景気減速、株安、円高・・・とさまざまな「低下」「下落」が目につきました。
円高という言葉は「円の上昇」ですから言葉の上では「低下」ではありませんが、ドルやユーロなどが対円での通貨安=為替レートの下落を意味し、同時に輸出国である日本経済にとって、円高は株安につながるネガティブな状況です。
そんな中、集中的に投資されているときに「急低下」という見出しで報道される商品があります。それが国債です。
通常は上述の通り、市場で「低下」と言えば、売られて「価格」が安くなっている状況ですが、債券の場合は資金が流入し買われているときに「金利(利回り)が低下」という表現が使われます。

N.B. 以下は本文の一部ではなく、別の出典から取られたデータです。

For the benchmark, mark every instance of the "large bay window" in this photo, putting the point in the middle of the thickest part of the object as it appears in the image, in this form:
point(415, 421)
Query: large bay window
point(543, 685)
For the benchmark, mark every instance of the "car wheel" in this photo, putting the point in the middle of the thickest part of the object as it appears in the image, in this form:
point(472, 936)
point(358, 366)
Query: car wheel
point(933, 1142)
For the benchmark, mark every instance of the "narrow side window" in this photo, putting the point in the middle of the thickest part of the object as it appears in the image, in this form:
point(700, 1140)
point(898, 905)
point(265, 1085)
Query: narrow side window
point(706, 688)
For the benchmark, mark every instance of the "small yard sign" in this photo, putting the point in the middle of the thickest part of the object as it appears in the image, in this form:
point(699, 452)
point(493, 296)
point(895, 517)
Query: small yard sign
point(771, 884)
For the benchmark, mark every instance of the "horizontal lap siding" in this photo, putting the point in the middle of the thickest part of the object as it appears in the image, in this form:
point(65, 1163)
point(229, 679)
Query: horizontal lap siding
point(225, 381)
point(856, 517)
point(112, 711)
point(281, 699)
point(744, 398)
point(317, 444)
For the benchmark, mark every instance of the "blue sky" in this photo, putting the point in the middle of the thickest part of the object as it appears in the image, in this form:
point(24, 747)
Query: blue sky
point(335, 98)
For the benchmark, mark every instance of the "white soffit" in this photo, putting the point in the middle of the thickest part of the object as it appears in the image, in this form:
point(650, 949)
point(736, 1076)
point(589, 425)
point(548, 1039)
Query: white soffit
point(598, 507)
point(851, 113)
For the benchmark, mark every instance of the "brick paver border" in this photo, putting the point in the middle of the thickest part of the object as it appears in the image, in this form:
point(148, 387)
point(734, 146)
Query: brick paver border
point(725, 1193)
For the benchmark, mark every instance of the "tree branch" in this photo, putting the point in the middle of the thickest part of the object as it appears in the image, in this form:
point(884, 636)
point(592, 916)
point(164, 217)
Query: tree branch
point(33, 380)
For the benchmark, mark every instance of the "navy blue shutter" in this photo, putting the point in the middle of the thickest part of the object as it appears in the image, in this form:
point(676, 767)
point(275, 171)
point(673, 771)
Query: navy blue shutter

ここが債券のわかりにくさの一つなのですが、株式、為替、金、投信等その他の金融商品と異なり、相場状況を価格ではなく利回り水準で表現するためです。
もちろん債券にも価格はあります。
通常の債券は、例えば発行時に価格が100の場合、償還時に100の価格で戻ってきて、年に●%といった決まったクーポン(利息)を受け取れる固定金利商品です。
債券は発行~償還の間に債券市場で売買できる商品ですが、その際は市場状況に応じて価格が変動します。
例えば100で発行、利率(クーポン)2%、満期2年の債券が1年後に101の価格になっていたとします。その債券を101で買った場合(パーを100とし、オーバーパーと呼びます)、償還時(翌年)まで保有すると2%のクーポンは得られるものの、元本価格で1%のマイナスですから合計の利益は1%となりますね。これが利回りです。
他の金融商品のように価格だけで見ることができると分かりやすいのですが、クーポンがあるために価格だけでは利益率を計れません。
債券は価格でも利率(クーポン)でもなく、合計の利回りでその利益率を考えるべき金融商品なのです。
債券市場で指標となる国債(もっとも流通量が多い)は、10年といった長期間のものでその利回りである「長期金利」は経済の動向を見る上で重要な役割を果たします。
利回りが低下しているということは価格が上昇している、つまり債券が買われていることを示しますが、債券が買われるということは景気に対し市場に不安感があって、株式などリスク資産から資金が回避しているときが一般的です。
「債券が買われている」ときは市場での景気先行き不安などネガティブな状況を意味することになるため、債券トレーダーは悲観的なタイプの人が多いとも言われる所以なのかもしれませんね。